For no reason other than bragging, I’d just like to point out that, thanks to a timely package arrival, I’m typing this wearing my new Boba Fett Varsity Jacket. I’ve never felt like such a badass before. I’m in love with it. I will never take it off. Anyway, back to the review. I think I missed most of the deal about The Good Dinosaur. I mean I saw enough references around the internet but not enough to actually watch it. Until I had nothing better to do and a review to plan for. To be fair, I couldn’t see many problems with it. We all know I love a good animated film and I bloody love dinosaurs. Why wouldn’t I like this one? I really want a future employee to ask me the “which dinosaur would you be” in an interview one day. I genuinely think that I’d have the best answer to that question ever. I’d tell you what it is but I wouldn’t want to give you a helping hand if we’re ever competing for the same position one day. Although, after watching this movie I may have to change it anyway. Who wouldn’t want to be a gruff, T-Rex rancher?
The Good Dinosaur asks the question “what would life have been like if the dinosaurs hadn’t died out?” It makes for a pretty amazing opening sequence and sets up an interesting premise. What if dinosaurs and man had existed at the same time? In Pixar’s world, dinosaurs have evolved over millions of years to be able to build simple structures, farm the land and raise livestock. Obviously they can talk but what animals can’t in the Pixar universe?
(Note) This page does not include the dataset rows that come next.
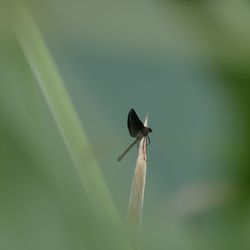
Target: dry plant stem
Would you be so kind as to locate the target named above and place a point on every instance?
(135, 209)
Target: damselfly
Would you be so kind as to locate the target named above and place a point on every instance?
(136, 129)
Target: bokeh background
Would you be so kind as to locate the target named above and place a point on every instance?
(185, 64)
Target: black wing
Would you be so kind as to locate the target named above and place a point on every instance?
(134, 123)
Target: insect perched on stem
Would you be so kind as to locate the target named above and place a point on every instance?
(136, 129)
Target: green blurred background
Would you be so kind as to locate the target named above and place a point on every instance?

So, we are first introduced to the new dino way of life thanks to a pair of Apatosauruses who run their farm with surprising efficiency considering they don’t have hands. Of course, their small family is quickly expanded as the couple welcome three children to their brood. The two eldest are boisterous and helpful for the family business whilst the third, Arlo, is small and scared of everything. Arlo is encouraged by his father to ignore his fear and help destroy the critter that is threatening to eat them out of house and home. Unfortunately, the chase leads to a sequence of events that leaves Arlo alone and a long way from home.
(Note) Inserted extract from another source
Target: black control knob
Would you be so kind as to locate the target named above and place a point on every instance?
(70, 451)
Thankfully, he is not alone and is helped on his journey back by the dreaded critter, Spot, who turns out to be the orphaned child of a couple of cavemen. Whilst dinosaurs have taken on human traits, Spot perfectly fits into the role of loyal dog. He brings Arlo food, protects him and wants nothing more than to love his new companion. Arlo quickly warms to Spot and their friendship blossoms whilst they encounter new creatures and dangerous situations.

The Good Dinosaur is no way near being the most inspired Pixar plot of all time. It had a few script problems and a last minute change, which can be seen in the final product. I know we’re talking about a kids film so I don’t want to bring logic into it so deeply. However, there can be no doubt that the whole concept raises a few questions that it never answers. Plus, the actual journey is very simplistic and is almost literally just Arlo’s walk back to his home. There are a few sub-plots along the way but any breaks in the path are few and far between.

However, of those few there are a couple of stand out moments. The brief break Arlo and Spot get helping a family of Tyrannosaurs track down their herd of buffalo from a group of raptor rustlers. The characters are a fantastic addition and give a clearer view of the world that Pixar has created. With the patriarch expertly voiced by Sam Elliott, it is a great dinosaur parody of Western films and deserves a spin-off of its own.

The tale isn’t really as creative as a lot of their most loved work but it still remains a Pixar film in spirit. The visuals are as fucking beautiful as anyone would expect and the realistic backdrop becomes a character in its own right. It’s so wonderfully realised that it makes sense that the main characters are a little bit more childish and cartooony. It works. It’s stunning. It’s Pixar.

As well as breathtaking visual images, Pixar is becoming known for devastating their audience with an overload of emotions. I was left a blubbering mess at the end of Inside Out and The Good Dinosaur was no different. The reason behind its simplistic plot is to allow the filmmakers to focus on the central relationship that is so important to both characters. The friendship that develops between Arlo and Spot is beautiful and realistic. This is the true heart of the film and you can’t help but get drawn into the pair’s blossoming connection.

The journey itself may be uninspiring but there can be no denying that the consequences for both main characters are utterly fulfilling. The emotional ending is a fucking emotional rollercoaster and it is totally earned. It’s nowhere near being Pixar’s most creative film but Spot and Arlo are one of the studios best double acts.